Based on Nigel Kneale’s 1953 BBC TV serial (now mostly lost; it was transmitted live and only partially recorded), The Quatermass Xperiment benefits from its documentary style approach, menacing score, and some sterling performances. Particularly notable is Wordsworth (great-great-grandson of the poet) as the pitiable ‘monster’, whose horrified visage and total lack of dialogue simply adds to the poignancy of his condition (there’s an air of the classic Universal Frankenstein Monster’s pathos).

Conversely, Donlevy’s aggressive performance has been the subject of continued controversy, but his casting was a sop to the Stateside market. The ex-soldier and Hollywood tough guy replaced the first, very English and very cerebral Quatermass, played by Reginald Tate. In the original TV version, Tate’s Quatermass had ‘talked’ the monster to death, appealing to the last vestiges of its humanity. As Kneale (who due to contractual obligations, had no input) griped, “Mr Donlevy? He could have taken on aliens bare-handed”.

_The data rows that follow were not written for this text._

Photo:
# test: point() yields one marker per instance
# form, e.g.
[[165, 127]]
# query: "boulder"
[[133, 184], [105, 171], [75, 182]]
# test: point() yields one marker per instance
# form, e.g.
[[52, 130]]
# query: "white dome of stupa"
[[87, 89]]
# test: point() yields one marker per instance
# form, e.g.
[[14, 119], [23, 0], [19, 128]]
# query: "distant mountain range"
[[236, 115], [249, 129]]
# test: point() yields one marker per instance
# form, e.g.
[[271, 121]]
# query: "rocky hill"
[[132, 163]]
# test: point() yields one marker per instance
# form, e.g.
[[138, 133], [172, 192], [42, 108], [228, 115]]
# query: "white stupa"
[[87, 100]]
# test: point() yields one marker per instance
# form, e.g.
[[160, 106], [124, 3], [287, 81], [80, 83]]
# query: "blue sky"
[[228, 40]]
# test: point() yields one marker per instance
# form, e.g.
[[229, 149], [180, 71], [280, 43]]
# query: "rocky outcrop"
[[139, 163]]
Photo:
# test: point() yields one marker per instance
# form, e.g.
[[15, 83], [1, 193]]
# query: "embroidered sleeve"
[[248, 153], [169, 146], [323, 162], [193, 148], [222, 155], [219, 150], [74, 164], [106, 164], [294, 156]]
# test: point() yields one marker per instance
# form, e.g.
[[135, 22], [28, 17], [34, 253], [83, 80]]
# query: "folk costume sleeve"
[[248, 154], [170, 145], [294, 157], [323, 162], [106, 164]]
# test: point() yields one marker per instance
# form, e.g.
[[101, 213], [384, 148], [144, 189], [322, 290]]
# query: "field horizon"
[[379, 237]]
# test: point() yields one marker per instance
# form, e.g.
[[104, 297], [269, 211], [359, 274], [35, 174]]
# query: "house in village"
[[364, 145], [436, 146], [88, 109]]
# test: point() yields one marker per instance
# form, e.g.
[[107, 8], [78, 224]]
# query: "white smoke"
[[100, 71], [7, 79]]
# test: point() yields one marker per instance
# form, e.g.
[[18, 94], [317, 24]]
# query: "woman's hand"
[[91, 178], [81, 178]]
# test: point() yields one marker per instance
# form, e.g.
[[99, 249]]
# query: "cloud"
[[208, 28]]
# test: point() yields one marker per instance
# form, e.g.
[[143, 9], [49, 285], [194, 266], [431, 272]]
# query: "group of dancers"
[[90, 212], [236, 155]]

Despite these potential drawbacks, Guest makes a virtue of the low budget (£42,000), substituting genuine chills for effects and action – although a culminating glimpse of the hideous beastie leaves viewers in no doubt about the horrific consequences, should this one get away (it’s potential to reproduce is as terrible as that of The Thing). While the final shot, of an unrepentant Quatermass – perhaps the real ‘monster’ here – launching another rocket, is arguably the most chilling image of all.

Trivia: The unusual spelling of the movie’s title was a none-too-subtle marketing gimmick by Hammer, designed to draw attention to the fact it was an ‘X’ certificate film. Kneale didn’t approve.

Classic quote: There’s no room for personal feelings in science! – Quatermass (Brian Donlevy)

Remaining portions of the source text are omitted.